There really has to be a better way. I don't know if the suggestion in the following article is the best way to go, but at least it's a starting point for looking for more effecient ways of dealing with ecurity in air travel.
Call for frequent flyers to skip airport checks - National - smh.com.au
FREQUENT-FLYER benefits could extend to passengers being fast-tracked through aviation security, if the head of Sydney Airport gets his way.
Max Moore-Wilton yesterday outlined a two-tier system for airline passengers: one for those known to airlines as regular and safe passengers, and those who are unknown to airlines.
"I see no reason why regular flyers should be treated as if it's the first time they've been to an airport," said Mr Moore-Wilton, chairman of Sydney Airport Corporation.
He said that within two years a frequent flyer's booking could be tested against a database of personal information - if the Federal Government and overseas authorities give the go-ahead.
"When you went to the airport, there'd be a line for known travellers. You wouldn't have to take off your belt or your shoes.
"This is not about profiling Muslims: it's about people opting in to saying you can assess risk."
Mr Moore-Wilton said his cost-cutting and time-saving proposal was akin to random breath testing. "You don't stop everyone, because you know most have not had too much to drink," he said. "We treat everyone as if they're a potential terrorist. It's dumb."
He acknowledged his views might be seen as contrary to Australian sensitivities about discriminatory treatment. "That's a particularly old-fashioned view. We see differentiation in every part of society."
A spokesman for the Transport Minister, Warren Truss, said the proposition had been informally discussed and would be further considered as part of the "constant review of aviation security".
Addressing the Focus on Business conference in Canberra, Mr Moore-Wilton said it was questionable whether the tripling of security costs at Sydney Airport - to $48 million a year - or the $US5 billion annual increase in global aviation security since September 11, 2001 were value for money.

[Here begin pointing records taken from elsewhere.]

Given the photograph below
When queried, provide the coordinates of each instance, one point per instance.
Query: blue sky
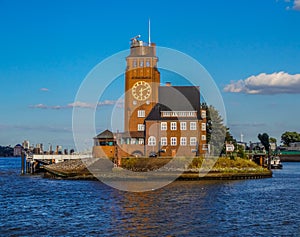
(251, 49)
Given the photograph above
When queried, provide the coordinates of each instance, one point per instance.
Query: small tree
(289, 137)
(264, 139)
(216, 132)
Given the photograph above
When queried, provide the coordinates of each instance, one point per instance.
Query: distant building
(26, 144)
(18, 150)
(158, 120)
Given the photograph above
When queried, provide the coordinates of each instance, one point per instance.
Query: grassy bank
(222, 164)
(190, 168)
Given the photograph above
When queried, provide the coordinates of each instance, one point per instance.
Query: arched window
(151, 141)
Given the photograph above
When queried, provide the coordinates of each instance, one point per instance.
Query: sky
(251, 48)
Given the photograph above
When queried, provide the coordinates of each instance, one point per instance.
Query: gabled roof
(105, 135)
(176, 98)
(180, 98)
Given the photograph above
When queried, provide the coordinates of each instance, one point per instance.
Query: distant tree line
(6, 151)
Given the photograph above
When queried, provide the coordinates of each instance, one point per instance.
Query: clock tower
(142, 80)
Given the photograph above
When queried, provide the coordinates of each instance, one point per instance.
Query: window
(163, 126)
(203, 126)
(148, 63)
(193, 141)
(183, 141)
(141, 63)
(141, 127)
(182, 126)
(205, 147)
(173, 125)
(193, 126)
(151, 141)
(173, 141)
(163, 141)
(134, 63)
(141, 113)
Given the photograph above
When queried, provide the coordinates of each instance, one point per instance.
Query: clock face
(141, 90)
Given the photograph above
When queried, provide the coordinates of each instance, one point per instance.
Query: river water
(34, 206)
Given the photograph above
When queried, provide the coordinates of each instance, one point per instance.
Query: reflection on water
(31, 205)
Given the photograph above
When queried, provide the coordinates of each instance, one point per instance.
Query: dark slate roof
(105, 135)
(133, 134)
(176, 98)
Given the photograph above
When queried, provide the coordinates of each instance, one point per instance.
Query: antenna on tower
(149, 33)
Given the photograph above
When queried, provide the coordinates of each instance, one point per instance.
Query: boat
(276, 162)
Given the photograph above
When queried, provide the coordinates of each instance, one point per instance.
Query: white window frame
(193, 141)
(151, 141)
(163, 141)
(173, 126)
(141, 113)
(134, 63)
(141, 127)
(182, 126)
(183, 141)
(193, 126)
(141, 63)
(203, 126)
(163, 126)
(173, 141)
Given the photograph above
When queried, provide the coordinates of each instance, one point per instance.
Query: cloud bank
(79, 104)
(295, 6)
(275, 83)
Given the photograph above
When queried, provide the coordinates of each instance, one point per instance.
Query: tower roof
(105, 135)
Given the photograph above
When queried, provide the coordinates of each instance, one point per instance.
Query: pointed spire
(149, 33)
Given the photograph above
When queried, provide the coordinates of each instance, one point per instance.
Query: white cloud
(38, 106)
(275, 83)
(296, 5)
(44, 89)
(78, 104)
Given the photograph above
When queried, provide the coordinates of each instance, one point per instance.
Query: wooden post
(22, 163)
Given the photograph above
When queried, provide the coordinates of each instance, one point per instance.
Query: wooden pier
(32, 163)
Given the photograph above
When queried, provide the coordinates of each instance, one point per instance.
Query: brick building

He said balance was needed between security screening and "the relatively free flow of people".
Otherwise, he said, widespread chaos resulted, as it did in Britain with the recent in-flight ban on liquids and gels. "Passengers were standing in line for hours," Mr Moore-Wilton said. "Thousands of bags missed flights … and hundreds of flights were cancelled.
"This is not to say that it is not legitimate to meet the public expectations about security. However, the financial impacts, the assessed risk and the effectiveness of the introduced measures all need to be carefully considered."
He said airport security was "least efficient" in the area of human involvement. "Security is relatively low paid, with relatively low skills. That will have to change to interface with increasingly sophisticated technology."